Curtis begins this presentation by leading his audience through the early years of his life, through to his teenager years, where the young teen from small town Saskatchewan had his life heading exactly where he had always dreamed it would take him, with an opportunity to play Jr Hockey. Instead on his third day of a new job at the age of just 17, Curtis found himself in a battle of life or death as over 40,000 volts of electricity surged through the young teens body. Curtis creates an emotional connection, as he takes his audience through a personal journey from the early days in hospital where doctors gave him “no hope” for survival, to a six and a half month initial recovery in Saskatchewan, followed by a 6 year complete recovery of hospital trips to Chicago and Toronto.  Let Curtis take you on his emotional journey that you will never forget and that Curtis will forever remember.

Larry Brown

Larry Brown

With degrees in political science and law, Larry Brown, the newly elected National President of one of Canada’s largest unions, has a wide range of experience to draw on, having spent over 30 years honing skills in government, public administration, labour relations, teaching and legal issues.

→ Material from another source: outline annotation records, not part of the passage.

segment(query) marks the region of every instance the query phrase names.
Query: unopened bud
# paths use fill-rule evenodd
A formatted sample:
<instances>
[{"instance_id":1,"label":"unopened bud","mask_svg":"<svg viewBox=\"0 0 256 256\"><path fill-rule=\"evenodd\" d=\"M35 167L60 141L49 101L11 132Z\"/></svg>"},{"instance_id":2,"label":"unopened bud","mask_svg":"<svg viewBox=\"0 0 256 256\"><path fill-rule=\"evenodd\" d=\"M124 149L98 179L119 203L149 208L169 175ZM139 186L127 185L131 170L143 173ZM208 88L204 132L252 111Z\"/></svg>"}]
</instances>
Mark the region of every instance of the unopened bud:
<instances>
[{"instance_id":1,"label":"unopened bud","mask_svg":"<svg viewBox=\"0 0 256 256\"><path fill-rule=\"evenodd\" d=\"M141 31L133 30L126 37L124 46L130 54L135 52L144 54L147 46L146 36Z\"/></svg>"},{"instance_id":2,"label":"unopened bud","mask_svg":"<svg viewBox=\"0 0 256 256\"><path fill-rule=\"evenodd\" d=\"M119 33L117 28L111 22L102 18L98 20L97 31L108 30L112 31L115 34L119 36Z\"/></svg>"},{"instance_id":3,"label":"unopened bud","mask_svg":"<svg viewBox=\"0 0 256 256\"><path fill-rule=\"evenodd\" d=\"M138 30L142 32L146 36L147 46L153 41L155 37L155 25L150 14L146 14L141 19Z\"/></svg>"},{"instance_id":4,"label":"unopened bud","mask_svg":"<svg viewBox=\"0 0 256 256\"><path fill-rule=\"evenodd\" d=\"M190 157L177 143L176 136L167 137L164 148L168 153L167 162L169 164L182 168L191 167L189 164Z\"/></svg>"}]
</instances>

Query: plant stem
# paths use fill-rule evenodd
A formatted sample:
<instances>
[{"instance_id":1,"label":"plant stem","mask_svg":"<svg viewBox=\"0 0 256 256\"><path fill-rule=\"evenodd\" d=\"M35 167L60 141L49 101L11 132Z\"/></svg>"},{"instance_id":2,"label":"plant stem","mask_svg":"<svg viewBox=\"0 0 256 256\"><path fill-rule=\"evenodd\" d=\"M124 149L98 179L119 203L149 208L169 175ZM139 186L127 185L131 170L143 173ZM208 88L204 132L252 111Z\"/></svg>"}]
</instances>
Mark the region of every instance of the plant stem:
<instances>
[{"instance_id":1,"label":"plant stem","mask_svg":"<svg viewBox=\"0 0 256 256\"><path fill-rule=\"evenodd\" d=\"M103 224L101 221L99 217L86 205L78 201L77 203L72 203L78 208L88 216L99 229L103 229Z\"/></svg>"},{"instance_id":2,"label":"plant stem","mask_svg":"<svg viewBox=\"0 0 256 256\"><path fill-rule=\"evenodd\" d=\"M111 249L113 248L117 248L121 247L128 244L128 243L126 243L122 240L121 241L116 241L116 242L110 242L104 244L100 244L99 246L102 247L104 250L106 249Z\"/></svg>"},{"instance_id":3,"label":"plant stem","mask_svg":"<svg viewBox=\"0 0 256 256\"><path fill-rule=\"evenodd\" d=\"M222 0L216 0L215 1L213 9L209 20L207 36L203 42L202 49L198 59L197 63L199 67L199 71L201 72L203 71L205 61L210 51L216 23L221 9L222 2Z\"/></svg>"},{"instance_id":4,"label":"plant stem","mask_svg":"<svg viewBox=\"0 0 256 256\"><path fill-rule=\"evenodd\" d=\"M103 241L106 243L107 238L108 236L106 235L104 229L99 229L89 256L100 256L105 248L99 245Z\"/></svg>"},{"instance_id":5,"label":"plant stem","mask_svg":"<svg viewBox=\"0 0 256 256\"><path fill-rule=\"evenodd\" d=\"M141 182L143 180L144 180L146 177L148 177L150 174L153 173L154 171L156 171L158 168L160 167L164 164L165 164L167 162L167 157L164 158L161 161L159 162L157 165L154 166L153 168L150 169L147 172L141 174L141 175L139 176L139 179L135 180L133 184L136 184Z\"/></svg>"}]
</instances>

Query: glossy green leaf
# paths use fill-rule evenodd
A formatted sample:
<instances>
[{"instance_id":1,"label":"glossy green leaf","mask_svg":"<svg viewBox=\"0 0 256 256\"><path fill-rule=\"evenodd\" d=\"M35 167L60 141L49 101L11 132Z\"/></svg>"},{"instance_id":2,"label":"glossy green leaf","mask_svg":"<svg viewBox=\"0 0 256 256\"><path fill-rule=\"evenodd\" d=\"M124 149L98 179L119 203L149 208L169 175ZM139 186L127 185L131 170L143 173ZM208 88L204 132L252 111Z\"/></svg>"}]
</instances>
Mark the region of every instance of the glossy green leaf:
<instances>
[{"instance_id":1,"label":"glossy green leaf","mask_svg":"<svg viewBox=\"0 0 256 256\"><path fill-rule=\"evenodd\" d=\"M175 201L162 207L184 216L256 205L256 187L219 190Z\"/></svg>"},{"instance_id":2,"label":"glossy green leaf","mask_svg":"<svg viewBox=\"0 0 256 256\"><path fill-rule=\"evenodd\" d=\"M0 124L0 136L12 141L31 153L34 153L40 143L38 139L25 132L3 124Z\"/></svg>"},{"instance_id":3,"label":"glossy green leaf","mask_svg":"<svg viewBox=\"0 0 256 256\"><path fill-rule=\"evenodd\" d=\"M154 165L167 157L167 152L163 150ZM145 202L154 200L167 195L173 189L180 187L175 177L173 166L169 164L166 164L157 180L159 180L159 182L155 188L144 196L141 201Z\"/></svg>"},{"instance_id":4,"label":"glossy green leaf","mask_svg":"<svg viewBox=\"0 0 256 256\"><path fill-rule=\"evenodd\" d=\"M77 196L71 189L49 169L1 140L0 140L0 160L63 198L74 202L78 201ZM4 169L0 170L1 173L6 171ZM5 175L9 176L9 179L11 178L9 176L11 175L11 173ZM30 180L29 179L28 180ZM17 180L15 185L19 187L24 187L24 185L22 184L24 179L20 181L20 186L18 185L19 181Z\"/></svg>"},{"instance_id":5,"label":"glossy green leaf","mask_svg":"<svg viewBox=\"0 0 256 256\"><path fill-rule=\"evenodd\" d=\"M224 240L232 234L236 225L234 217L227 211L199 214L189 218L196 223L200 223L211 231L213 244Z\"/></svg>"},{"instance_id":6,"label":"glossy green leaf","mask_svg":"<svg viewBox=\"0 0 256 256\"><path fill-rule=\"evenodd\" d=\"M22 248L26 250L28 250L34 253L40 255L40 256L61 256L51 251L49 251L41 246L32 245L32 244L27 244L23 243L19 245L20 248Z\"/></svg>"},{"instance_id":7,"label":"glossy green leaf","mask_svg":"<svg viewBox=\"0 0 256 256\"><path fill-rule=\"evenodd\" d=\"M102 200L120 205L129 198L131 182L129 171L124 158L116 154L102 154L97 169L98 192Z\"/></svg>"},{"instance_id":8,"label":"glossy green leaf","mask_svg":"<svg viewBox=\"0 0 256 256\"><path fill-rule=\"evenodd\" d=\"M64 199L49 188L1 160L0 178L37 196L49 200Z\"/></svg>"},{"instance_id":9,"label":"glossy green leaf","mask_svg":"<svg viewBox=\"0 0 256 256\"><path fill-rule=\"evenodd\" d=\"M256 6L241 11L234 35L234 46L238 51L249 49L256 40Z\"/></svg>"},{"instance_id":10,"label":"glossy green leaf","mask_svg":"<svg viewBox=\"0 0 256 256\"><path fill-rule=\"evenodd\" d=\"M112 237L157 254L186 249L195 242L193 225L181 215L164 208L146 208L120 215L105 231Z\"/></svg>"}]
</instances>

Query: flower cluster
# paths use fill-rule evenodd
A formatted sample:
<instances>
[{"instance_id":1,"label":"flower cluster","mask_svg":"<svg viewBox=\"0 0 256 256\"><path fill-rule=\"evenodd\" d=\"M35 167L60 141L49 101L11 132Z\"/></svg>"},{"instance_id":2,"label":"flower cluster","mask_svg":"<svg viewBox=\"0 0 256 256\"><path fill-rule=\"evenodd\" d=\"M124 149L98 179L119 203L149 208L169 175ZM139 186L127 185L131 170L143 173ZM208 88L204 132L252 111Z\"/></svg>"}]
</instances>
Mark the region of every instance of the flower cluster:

Born in southern Saskatchewan and raised on a farm there, Brown began his interest in social issues while at the University of Saskatchewan, where he served as secretary to the student union and president of the Saskatchewan Federation of Students.

While articling with a Saskatchewan law firm, Brown was hired by the provincial Department of Labour as executive secretary to the Task Force on Workers’ Compensation. He later became executive assistant to the Deputy Minister of Labour. While working with the government, he drafted precedent-setting Canadian legislation protecting workers against imminent danger – the right to refuse dangerous work. He also contributed his expertise and talents to the first Occupational Health Act in Canada.

The Saskatchewan Federation of Labour was his next stop. As the chief staff officer, he led the provincial organizing team for the national day of protest against wage controls in 1976 and was labour’s representative on both the provincial task force examining Workers’ Compensation and the government’s Commission reviewing rent controls.

He later became the chief executive officer of the Saskatchewan Government Employees Association (Union), a component of the National Union and the province’s largest union, where he led one of the first public service-wide strikes in Canada. He served the SGEU for seven eventful years during which the Association adopted the union name and the demeanour of one of Saskatchewan’s most active unions.

In 1986, he was elected as NUPGE’s National Secretary-Treasurer and then in 2016 as National President.

Brown is the President of the Canadian Centre for Policy Alternatives, Canada’s leading progressive research/policy organization.

He also chairs the Public Sector Working Group of the 10 million strong Public Services International.

He has written and spoken extensively about public finances, debt and deficit issues, the changes in federal provincial financing, public sector restructuring and the resulting changes in the economic and political structures of Canada that have occurred in the last decade.

Brown chairs the National Union’s Pensions Committee where he is leading the push to expand the control by unions of their members’ pension funds, and the use of those funds to better the condition of workers through ethical screening, shareholder activism and social investment.

A sessional lecturer at Carleton University, teaching in the Masters of Public Administration program, Brown is married to television journalist Tricia MacDonald. The father of three children, he and his family reside in Ottawa.